Today was the first day of this winter with a bit of snow cover on the ground. I therefore decided to spend an extended lunch break at the Arb - again - which proved to be an excellent idea - again.
It has been a while since I saw that many birds at the Arb. Sure, the snow made it much easier to locate ground-dwelling species, but I suppose it was more the slippery than the optical aspect of it that made it so rewarding: no joggers and no one to walk his dog, I was basically alone! I was also delighted to find that there are bird feeders on three properties that can be viewed from the park and I could already smell the Golden-crowned and Harris' Sparrows.
Fine, no rarities today, but a very neat selection of basically all the birds one might hope to see at this time of the year in a downtown park. Personal highlights were a Brown Creeper, a large flock of over 80 American Robins, killer views at American Tree Sparrows, Carolina Wrens and a single Hermit Thrush.
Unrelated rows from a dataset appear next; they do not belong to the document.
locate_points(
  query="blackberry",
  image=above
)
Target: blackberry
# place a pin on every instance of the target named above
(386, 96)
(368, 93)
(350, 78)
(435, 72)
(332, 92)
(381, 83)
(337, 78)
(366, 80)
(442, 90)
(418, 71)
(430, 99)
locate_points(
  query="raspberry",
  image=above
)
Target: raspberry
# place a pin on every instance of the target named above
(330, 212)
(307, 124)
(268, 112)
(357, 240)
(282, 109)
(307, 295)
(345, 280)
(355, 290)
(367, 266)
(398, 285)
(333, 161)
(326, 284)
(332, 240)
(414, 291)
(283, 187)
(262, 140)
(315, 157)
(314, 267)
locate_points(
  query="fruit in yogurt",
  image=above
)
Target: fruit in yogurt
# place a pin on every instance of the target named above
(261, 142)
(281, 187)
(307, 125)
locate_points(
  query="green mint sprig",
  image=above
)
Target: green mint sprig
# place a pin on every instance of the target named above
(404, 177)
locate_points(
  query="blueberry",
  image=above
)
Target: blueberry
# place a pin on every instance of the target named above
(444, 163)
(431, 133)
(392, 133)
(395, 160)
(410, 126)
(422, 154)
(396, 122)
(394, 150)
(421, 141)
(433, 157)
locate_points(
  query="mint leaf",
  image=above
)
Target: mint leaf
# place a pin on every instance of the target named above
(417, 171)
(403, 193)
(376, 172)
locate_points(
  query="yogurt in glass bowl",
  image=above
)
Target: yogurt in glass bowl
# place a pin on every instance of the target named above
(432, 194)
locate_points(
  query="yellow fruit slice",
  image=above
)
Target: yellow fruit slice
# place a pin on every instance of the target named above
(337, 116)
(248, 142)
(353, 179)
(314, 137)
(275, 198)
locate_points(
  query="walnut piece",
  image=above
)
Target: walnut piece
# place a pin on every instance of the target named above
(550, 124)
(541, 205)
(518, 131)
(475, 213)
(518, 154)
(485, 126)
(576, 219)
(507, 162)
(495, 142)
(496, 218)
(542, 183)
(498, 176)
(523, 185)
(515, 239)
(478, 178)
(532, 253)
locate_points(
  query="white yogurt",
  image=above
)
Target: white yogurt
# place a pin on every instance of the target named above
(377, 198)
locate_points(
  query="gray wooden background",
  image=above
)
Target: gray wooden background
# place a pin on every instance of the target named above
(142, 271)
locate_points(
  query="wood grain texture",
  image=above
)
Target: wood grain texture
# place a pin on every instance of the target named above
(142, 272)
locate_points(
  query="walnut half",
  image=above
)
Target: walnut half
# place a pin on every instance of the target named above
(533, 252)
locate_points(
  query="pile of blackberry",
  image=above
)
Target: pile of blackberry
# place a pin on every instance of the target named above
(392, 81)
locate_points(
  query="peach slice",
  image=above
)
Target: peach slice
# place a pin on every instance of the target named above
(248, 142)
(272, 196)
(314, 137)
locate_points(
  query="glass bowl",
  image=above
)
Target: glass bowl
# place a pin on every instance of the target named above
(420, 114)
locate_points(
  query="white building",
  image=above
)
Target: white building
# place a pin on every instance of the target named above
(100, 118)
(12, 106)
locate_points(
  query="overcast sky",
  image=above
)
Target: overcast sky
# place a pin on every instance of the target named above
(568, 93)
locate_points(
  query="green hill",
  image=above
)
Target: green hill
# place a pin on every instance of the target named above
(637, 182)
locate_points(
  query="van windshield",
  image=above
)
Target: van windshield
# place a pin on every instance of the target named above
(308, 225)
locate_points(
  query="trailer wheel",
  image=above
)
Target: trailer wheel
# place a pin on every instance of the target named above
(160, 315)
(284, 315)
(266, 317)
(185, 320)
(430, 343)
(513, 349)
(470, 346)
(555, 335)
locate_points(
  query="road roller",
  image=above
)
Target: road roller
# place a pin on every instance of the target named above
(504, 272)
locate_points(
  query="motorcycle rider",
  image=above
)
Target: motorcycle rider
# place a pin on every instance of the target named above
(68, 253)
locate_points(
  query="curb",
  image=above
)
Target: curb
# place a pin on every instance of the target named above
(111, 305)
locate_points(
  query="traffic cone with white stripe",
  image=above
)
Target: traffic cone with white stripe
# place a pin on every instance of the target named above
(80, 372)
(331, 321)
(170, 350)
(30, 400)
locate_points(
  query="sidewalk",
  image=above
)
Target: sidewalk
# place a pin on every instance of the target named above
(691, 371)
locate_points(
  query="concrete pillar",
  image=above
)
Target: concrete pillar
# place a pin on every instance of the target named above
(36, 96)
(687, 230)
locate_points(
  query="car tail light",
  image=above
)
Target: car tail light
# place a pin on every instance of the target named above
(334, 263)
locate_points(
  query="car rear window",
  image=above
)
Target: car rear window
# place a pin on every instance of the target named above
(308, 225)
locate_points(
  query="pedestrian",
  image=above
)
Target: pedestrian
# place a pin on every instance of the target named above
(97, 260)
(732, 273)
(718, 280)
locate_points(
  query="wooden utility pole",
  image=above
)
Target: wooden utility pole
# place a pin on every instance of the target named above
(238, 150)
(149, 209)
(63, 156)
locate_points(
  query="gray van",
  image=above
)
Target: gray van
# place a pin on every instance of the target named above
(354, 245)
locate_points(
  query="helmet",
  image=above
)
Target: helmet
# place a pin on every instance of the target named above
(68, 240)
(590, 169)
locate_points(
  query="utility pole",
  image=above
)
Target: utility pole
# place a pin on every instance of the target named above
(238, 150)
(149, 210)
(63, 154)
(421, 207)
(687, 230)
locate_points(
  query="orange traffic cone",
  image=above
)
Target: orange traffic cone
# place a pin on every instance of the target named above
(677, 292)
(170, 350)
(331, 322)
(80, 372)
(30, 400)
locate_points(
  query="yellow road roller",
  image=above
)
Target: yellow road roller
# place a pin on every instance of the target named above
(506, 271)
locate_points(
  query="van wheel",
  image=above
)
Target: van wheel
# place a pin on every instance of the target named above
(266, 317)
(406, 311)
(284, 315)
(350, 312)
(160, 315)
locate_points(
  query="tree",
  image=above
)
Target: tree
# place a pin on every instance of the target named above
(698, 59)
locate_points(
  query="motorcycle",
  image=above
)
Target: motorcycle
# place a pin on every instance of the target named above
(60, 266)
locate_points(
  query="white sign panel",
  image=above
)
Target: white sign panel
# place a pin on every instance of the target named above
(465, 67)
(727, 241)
But then I saw something that made my heart skip a few beats and brought back a memory from almost 20 years ago: an adult male Northern Cardinal sitting in a snow-covered bush.

I suppose looking back, every birder has a selection of observations that have somehow changed their way of looking at their hobby, some landmark encounters with birds or adventures connected to birding that pop up immediately when asked: what was your most memorable bird observation ever?
I am lucky that I got to travel quite a bit, and there were some birding days in my life or single observations that stand out clearly as some of the best moments of my life: watching thousands of Albatrosses on a pelagic tour off Cape Town, finding Black Stilts in New Zealand, standing one foot besides a wild Kiwi probing the forest floor for earthworms, a Bearded Vulture that flew right above me in the Spanish Pyrenees, one morning on the Baltic Sea coast when we counted 120.000 Greater White-fronted Geese at their roost and - maybe a bit surprisingly - a single Northern Cardinal.
When I was 16 years old I spent a year in a small town in Ontario, Canada on a school exchange. One of these winter mornings I got up, went to the bath room and when I looked out of our small bathroom window, there was this single male Northern Cardinal sitting on top of the conifer hedge right in front of the window, maybe a metre away and wouldn't move. I watched it for at least 5 minutes and the combination of colours, the dark green of the hedge row, the white of the snow and the bird's vivid red plumage felt to me like the most beautiful sight I had ever seen. I was completely amazed and speechless. Surely, I had seen a few Northern Cardinals before that encounter, although they weren't as common then as they are now - but I had somehow always failed to notice the immense beauty of the birds.
Since then, I've had many more encounters with Northern Cardinals, especially in May 2005, but none of these encounters could rival the one from back then.
Until today.
Maybe winter isn't all that bad after all.